Nous sommes finalement dans une situation qui n'est pas sans rappeler ce qui se passait dans la première moitié du 20ème siècle aux Indes, où la Compagnie chargée d'exploiter le coton interdisait l'exploitation de celui-ci, qu'elle transportait en masse pour le transformer au Royaume d'Angleterre. Vous êtes un peu tous des Gandhi en affirmant vouloir exploiter votre or ici et conserver votre liberté.

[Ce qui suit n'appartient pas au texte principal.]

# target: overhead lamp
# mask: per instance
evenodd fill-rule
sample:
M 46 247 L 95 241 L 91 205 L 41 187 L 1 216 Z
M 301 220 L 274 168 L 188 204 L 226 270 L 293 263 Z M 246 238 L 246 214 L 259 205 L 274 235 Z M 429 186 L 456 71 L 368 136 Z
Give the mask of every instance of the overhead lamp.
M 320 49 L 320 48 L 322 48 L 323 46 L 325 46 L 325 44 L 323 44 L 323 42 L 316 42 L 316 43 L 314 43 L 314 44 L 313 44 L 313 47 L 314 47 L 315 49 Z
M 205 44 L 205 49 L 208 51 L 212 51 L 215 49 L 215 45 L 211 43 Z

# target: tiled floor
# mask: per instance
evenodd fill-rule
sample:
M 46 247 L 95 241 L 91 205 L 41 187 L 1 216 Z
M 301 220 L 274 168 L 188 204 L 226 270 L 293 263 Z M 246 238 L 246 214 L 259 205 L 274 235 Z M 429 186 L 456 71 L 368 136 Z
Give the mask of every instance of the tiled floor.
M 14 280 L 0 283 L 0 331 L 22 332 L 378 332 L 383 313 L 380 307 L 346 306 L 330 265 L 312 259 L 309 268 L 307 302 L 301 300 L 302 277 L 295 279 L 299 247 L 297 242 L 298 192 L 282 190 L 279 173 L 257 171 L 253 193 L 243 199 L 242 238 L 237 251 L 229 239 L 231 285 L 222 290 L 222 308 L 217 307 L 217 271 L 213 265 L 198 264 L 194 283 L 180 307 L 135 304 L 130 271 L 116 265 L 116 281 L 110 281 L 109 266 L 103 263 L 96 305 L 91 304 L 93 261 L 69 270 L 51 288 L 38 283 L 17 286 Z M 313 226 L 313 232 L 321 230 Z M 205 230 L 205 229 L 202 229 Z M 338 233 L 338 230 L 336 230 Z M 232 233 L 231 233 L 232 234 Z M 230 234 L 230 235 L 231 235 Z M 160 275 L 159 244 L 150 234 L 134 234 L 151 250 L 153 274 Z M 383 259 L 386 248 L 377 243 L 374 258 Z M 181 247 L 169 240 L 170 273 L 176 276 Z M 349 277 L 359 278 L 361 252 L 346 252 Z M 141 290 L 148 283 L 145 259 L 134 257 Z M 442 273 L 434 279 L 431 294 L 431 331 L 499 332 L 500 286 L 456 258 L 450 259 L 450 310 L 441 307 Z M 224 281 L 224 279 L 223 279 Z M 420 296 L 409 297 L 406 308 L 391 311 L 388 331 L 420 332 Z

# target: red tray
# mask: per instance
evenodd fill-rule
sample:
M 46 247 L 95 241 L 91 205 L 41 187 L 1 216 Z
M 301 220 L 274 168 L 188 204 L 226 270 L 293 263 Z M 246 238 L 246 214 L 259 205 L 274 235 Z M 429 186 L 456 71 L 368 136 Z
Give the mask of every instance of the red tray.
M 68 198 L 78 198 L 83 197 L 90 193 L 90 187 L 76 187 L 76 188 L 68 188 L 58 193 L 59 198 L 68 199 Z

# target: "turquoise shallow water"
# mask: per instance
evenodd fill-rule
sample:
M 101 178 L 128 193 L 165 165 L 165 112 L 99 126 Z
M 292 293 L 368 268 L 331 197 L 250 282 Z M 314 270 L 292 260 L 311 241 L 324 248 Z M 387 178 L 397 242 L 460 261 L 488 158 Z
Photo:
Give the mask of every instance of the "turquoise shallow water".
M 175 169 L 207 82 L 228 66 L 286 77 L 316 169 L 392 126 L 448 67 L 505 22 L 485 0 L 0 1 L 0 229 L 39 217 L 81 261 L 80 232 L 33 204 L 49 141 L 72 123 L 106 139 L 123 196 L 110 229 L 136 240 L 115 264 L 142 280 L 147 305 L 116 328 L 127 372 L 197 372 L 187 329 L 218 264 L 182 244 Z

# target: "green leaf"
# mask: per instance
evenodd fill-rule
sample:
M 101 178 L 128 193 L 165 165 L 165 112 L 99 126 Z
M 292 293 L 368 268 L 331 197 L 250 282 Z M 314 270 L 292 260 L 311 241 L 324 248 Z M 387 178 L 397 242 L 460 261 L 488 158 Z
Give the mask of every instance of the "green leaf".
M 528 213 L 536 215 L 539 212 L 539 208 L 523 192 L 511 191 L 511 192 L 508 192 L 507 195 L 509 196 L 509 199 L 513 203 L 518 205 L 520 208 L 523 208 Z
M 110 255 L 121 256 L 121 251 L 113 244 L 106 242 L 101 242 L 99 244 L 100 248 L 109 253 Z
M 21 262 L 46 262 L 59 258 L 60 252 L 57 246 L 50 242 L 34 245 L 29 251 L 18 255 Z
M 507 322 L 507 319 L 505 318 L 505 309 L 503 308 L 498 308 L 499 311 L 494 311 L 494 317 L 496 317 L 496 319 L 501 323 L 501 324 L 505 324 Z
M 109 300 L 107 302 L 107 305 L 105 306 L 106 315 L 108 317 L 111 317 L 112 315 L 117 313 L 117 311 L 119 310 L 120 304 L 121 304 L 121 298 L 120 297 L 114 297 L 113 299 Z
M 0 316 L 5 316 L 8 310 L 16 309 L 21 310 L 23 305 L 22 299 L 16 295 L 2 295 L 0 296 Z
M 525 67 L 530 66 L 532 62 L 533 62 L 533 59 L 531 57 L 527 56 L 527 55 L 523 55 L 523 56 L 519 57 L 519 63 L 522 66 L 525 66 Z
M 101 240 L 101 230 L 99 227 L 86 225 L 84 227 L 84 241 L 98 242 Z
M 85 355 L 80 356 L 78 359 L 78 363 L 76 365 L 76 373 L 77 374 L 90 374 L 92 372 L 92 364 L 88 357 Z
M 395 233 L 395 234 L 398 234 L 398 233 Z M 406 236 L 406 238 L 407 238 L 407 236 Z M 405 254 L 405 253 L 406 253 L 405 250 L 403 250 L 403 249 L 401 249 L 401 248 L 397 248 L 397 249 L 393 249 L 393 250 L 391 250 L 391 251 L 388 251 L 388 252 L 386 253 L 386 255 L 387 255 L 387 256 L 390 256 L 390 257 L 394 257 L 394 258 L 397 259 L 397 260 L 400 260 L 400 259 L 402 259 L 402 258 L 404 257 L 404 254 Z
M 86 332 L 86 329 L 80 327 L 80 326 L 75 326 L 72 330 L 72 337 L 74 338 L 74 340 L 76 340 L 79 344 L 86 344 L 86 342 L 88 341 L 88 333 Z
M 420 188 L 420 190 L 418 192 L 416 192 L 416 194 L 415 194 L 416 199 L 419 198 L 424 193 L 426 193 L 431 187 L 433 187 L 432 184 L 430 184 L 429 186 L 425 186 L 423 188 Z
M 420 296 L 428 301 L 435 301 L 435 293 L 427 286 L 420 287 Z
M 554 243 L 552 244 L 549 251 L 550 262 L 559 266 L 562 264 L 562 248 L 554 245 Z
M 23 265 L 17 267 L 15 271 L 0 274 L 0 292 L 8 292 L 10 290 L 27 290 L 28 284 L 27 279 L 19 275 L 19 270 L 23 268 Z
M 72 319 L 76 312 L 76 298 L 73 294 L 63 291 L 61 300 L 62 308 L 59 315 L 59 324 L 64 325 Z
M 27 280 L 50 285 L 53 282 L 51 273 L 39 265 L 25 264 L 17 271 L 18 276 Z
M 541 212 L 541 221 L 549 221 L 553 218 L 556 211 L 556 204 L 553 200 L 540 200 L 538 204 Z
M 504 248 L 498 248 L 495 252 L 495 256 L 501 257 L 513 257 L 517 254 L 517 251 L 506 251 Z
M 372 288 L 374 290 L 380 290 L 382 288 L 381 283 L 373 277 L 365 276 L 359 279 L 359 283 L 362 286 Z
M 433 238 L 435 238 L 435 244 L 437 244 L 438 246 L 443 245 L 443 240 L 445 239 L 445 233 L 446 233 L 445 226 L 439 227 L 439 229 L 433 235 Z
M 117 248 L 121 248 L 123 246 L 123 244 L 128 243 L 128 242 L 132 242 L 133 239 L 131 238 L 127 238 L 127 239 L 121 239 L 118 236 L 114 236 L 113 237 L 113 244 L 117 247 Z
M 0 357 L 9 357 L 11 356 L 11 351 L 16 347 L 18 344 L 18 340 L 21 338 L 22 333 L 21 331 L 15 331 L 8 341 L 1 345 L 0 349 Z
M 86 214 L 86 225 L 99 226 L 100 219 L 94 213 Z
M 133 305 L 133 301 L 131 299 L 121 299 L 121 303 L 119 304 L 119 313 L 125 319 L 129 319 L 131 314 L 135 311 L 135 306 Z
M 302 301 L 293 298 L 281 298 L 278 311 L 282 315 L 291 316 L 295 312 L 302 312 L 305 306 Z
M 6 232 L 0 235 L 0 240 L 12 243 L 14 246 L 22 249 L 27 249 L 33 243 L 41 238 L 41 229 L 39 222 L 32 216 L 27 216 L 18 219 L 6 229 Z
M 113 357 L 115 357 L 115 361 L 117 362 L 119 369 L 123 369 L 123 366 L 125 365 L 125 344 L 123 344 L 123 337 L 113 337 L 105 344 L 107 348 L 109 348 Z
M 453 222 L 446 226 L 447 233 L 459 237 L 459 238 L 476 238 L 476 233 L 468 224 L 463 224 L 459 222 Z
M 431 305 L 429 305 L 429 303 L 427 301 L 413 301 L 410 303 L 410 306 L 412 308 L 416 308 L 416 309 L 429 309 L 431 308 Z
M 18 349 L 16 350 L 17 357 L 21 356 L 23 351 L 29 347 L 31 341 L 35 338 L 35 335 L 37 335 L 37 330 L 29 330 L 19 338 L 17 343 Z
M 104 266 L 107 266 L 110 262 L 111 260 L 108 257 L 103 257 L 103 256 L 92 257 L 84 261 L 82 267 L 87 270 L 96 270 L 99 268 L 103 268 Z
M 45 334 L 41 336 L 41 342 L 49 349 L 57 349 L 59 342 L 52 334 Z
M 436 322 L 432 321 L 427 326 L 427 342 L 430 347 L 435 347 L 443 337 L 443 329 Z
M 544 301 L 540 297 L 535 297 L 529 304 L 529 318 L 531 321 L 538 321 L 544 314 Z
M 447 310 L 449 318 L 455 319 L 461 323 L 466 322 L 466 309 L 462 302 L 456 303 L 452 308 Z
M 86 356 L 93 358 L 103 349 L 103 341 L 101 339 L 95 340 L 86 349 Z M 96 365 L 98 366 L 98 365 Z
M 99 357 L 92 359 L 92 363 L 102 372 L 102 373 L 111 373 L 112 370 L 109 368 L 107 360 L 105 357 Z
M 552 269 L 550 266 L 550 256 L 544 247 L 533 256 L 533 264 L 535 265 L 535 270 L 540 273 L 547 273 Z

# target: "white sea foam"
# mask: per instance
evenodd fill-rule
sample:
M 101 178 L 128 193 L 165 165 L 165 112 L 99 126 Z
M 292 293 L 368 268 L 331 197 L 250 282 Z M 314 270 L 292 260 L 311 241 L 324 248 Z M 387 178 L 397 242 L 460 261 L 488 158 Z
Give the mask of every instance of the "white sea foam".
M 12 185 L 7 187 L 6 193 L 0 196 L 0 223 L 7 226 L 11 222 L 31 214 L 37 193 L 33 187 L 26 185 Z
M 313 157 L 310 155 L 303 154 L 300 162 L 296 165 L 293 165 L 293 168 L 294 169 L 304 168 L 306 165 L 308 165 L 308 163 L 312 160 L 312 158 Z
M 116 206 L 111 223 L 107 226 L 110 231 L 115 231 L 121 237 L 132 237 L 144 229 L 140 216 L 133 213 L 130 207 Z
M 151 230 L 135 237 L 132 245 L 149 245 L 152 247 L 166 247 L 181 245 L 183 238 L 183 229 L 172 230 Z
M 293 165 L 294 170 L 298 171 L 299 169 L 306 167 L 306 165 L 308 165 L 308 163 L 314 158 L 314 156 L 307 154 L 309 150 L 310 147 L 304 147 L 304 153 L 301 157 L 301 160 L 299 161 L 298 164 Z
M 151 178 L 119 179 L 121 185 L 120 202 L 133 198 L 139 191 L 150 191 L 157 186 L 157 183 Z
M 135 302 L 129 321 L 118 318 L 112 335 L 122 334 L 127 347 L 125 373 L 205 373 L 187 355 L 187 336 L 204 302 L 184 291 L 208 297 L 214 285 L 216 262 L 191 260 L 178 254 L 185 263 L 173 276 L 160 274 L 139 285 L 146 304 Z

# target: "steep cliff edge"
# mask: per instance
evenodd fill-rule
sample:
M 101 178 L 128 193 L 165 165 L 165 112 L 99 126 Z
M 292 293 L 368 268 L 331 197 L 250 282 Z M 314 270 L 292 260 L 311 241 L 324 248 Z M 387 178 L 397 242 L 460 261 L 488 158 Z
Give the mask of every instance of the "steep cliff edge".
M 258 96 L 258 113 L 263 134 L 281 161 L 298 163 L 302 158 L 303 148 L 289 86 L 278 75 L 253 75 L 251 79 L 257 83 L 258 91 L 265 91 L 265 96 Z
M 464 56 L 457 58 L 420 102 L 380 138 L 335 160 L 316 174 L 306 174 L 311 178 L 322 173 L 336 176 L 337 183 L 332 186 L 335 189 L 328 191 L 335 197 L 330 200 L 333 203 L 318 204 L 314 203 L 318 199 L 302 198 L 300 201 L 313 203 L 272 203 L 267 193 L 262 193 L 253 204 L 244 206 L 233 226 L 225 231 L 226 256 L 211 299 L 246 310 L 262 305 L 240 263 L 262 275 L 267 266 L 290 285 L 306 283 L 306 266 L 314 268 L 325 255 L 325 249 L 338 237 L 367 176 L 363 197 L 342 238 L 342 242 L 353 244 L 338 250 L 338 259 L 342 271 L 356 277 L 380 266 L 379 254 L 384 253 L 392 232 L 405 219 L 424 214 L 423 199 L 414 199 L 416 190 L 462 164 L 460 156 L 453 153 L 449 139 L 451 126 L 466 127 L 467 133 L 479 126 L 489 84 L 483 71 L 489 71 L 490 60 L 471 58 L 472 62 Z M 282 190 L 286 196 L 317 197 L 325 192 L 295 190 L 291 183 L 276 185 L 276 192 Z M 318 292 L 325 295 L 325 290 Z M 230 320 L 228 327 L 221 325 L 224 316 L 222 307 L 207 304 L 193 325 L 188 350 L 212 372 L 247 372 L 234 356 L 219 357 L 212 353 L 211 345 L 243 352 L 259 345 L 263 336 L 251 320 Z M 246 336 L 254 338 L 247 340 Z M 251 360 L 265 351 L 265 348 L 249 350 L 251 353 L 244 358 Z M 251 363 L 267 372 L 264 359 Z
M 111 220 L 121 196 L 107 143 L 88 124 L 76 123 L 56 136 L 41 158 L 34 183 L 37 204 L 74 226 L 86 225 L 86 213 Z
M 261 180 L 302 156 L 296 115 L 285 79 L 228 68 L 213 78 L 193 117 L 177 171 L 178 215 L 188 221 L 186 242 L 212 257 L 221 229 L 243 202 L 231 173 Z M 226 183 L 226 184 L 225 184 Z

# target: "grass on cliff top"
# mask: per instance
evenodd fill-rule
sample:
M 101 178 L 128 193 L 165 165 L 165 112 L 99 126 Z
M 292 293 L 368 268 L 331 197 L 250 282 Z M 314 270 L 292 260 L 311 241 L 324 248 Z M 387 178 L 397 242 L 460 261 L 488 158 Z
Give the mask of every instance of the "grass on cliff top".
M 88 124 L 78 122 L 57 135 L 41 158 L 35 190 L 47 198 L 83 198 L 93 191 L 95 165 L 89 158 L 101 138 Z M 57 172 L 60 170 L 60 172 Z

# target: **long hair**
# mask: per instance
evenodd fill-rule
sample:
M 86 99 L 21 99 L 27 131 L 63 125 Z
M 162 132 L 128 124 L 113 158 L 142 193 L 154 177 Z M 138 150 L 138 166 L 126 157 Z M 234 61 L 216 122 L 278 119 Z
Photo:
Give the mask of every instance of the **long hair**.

Ceci nous autorise à penser un peu plus loin et à accomplir un travail plus industriel, engagé sur la constitution des acteurs européens du numérique. Nous devons travailler aux alliances entrepreneuriales créatives à nouer en Europe pour créer un écosystème. Nous avons commencé avec les plans industriels. Nous devons disposer de notre propre écosystème numérique. L'Europe a une capacité d'innovation égale à celle des Etats-Unis, parfois même supérieure. Nous avons de grandes universités, des ingénieurs de talent. L'Europe est dotée de toutes les institutions nécessaires pour se défendre et s'organiser. Elle doit, et elle peut devenir le premier producteur mondial de services numériques. Il me reste à vous remercier de votre initiative. Vive l'Internet ouvert. Vive l'Europe numérique. Vive l'union des forces européennes pour un numérique libre. Vive la République et vive la France !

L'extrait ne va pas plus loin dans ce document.